In Norse mythology, Thor, the god of Thunder and the son of Odin rides the sky and wields his famous hammer, Mjölnir, for the good and protection of mankind. In short, he ensures the success of the North.

And success, whether it’s due to the god of Thunder or other, more down-to-earth factors, has been the name of the game in the Nordics. For eternity (read: the last 100+ years), the North has prospered, and Nordic risk markets, particularly equities, have excelled, outperforming any other region globally.

 

Source: UBS Yearbook 2023, Evli


However, trouble has been brewing. The progress has been less flattering for the past two to three years, with GDP growth placid or even negative at times. Investors and consumers alike have suffered from inflation, and many have burned their fingers on levered real estate projects.
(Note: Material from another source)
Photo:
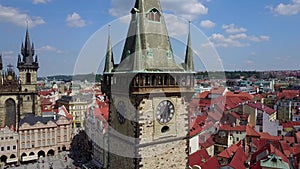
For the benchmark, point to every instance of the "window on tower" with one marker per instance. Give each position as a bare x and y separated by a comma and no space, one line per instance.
28,78
154,15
It seems that Thor lost his hammer and what once was no longer applies. Can he get his hammer back? Is the world-beating 8% p.a. real return on Nordic equity returning, or is it just a thing of the past, destined to be remembered only as part of the local mythology?

Recovering mojo

According to legend, Thor woke up one morning to find his hammer gone. He asked Loki, the trickster god (and not his brother, despite what Marvel wants you to think) to help. It turned out that Mjölnir was stolen by Thrym, the king of the frost giants.

In an audacious move, Thrym demanded to marry Freya, the goddess of love, in exchange for returning the hammer. Thor and Loki devised a plan to disguise Thor as the bride-to-be and traveled to the wedding to reclaim the hammer. King Thrym, beside himself that he would marry Freya, organized a great feast and was quite taken aback by how much his bride could eat and drink. Loki, dressed as Thor’s bridesmaid, said that Freya hadn’t eaten for eight days as she was so eager for the wedding. The king then decided it was time for them to get married right then and there. He called for the hammer to be brought so they could exchange wows. When Thor saw his hammer, he jumped up, shed his disguise, grabbed Mjölnir, and laid waste on Trym and his frost giants.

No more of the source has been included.